3) Penindasan dan Kekerasan
Penindasan adalah bentuk dan kekerasan adalah bentuk-bentuk perbuatan yang sering dilakukan oleh para penjajah. Demi membela kepentingan dengan dalih ‘atas nama stabilitas bangsa’ penindasan dan kekerasan diperbolehkan. Penindasan dan kekerasan, hanya dapat dilakukan oleh mereka yang memiliki kekuatan (power) dan yang menjadi korban adalah orang-orang yang lemah dan mereka adalah masyarakat. Bagaimana bangsa ini menjadi bangsa yang kuat, jika masyarakatnya terus ditindas dan ditindak dengan kekerasan.
4) Adu domba
Mengadu domba adalah mental penjajah yang paling manjur untuk menghancurkan suatu bangsa. Adu domba adalah strategi terampuh dalam memecah belah kekuatan sehingga menjadi kekuatan-kekuatan kecil. Setiap hari kita disuguhi tayangan dan informasi bagaimana antaraparat pemerintah saling serang, saling menjelekkan dan saling menjatuhkan. Masing-masing mengakui bahwa dirinya adalah paling benar, tidak yang lain. Klimaknya adalah yang kuat akan menang dan lemah harus bertekuk lutut. Siapa yang korban? Tentu masyarakat lagi!
5) Pembodohan
Pembodohan adalah upaya penjajah dalam rangka menciptakan kondisi masyarakat tidak memiliki kekuatan ilmu. Pendidikan adalah langkah yang paling manjur untuk menghilangkan kebodohan ini. Hingga sekarang, kebijakan tentang pendidikan lahir dari sebuah adu tawar politis (political bargaining). Kebijakan tentang pendidikan di Indonesia tidak terlahir dari sebuah tuntutan mulia bahwa bangsa ini harus cerdas, melainkan dari berbagai kepentingan-kepentingan yang lebih bersifat politis.
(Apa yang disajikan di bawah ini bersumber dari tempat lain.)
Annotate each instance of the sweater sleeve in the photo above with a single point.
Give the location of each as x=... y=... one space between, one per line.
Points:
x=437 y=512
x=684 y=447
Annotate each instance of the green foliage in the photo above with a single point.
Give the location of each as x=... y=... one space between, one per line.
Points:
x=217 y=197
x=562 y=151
6) Dengan uang segalanya beres
Mental yang menjadi trend di masa kini adalah bahwa segala urusan dapat beres dengan uang. ‘kullu syai’in bil fulusy… mulusy’. Mental ini menggerogoti di berbagai kalangan mulai dari kalangan terendah hingga tingkat tinggi. Yang paling menyedihkan adalah ‘jargon’ ini sudah menjadi budaya dari masyarakat kita. Dengan uang: PNS ditangan, kursi legislatif terjamin, pekerjaan lancar dan sebagainya.
7) Cari korban
Mencari korban biasanya ketika suatu persoalan sudah dapat diselesaikan dengan akal dingin. Mencari korban adalah langkah terbaik agar seseorang terbebas dari tuntutan dan tanggungjawab.
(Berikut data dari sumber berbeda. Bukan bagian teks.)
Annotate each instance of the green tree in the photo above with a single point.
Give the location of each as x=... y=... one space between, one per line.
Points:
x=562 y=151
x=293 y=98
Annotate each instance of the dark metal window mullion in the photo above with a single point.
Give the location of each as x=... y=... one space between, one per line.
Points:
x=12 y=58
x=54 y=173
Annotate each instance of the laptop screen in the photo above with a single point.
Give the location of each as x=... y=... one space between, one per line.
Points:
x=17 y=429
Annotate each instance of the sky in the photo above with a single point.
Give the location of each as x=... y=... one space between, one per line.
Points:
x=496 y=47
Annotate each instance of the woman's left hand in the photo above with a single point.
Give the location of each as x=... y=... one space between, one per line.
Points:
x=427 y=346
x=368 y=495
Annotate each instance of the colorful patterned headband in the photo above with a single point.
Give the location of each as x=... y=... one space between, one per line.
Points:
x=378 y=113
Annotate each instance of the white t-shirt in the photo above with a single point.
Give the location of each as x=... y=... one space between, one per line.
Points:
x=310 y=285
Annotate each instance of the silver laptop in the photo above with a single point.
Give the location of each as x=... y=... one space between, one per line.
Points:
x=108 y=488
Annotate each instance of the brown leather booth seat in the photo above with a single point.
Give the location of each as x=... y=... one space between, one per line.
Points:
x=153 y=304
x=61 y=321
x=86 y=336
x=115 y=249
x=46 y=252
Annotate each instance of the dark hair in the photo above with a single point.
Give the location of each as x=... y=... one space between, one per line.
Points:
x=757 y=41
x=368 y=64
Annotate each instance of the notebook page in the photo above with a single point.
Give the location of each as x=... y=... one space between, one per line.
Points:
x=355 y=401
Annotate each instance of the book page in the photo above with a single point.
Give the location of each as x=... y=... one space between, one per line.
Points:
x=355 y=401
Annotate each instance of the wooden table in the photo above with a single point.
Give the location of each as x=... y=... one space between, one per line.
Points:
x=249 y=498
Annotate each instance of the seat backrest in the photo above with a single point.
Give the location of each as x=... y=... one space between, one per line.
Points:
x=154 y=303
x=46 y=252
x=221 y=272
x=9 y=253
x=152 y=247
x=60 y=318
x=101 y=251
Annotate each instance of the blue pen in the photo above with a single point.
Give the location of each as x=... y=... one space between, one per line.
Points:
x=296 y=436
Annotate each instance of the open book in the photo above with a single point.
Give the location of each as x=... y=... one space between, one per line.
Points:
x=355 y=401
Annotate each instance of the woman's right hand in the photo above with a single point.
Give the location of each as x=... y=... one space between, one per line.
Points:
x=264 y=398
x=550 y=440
Masih banyak mental-mental penjajah yang bersarang pada pikiran dan otak generasi penerus perjuangan bangsa ini. Kemerdekaan yang telah susah payah dicapai kini tinggal menunggu tanggalnya untuk mencapai keruntuhan, jika mental-mental tersebut masih tetap bersarang pada orang-orang di negara ini.
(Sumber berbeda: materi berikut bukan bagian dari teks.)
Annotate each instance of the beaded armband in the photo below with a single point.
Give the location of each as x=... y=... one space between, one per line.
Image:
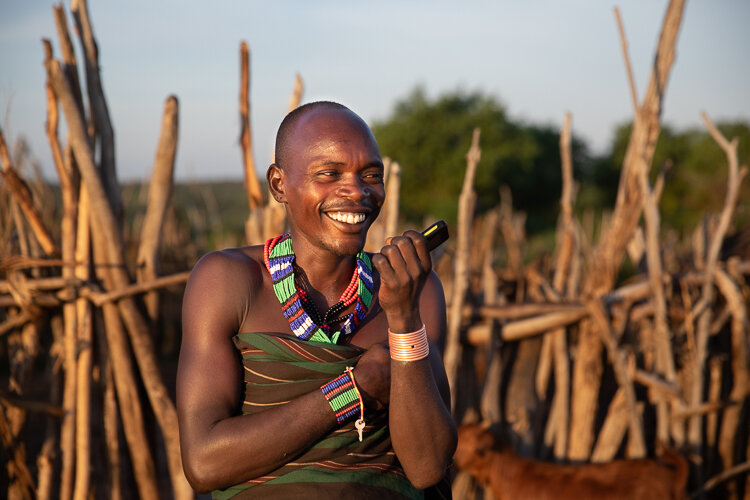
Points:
x=411 y=346
x=343 y=396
Seandainya kita dapat bertanya kepada mereka yang telah gugur dalam merebut kemerdekaan RI, maka jawabannya adalah “lillahi ta’ala”, karena Allah. Mereka tidak ingin dikenang, mereka tidak menghendaki penghargaan, mereka tidak menghendaki kekayaan, mereka tidak menginginkan sesuatu apapun. Keingin terdalam mereka adalah ‘bangsa ini merdeka di bawah bendera rahmat dan maghfirah Allah SWT’. Baldatun Thayyibatun wa Rabbun Ghafur.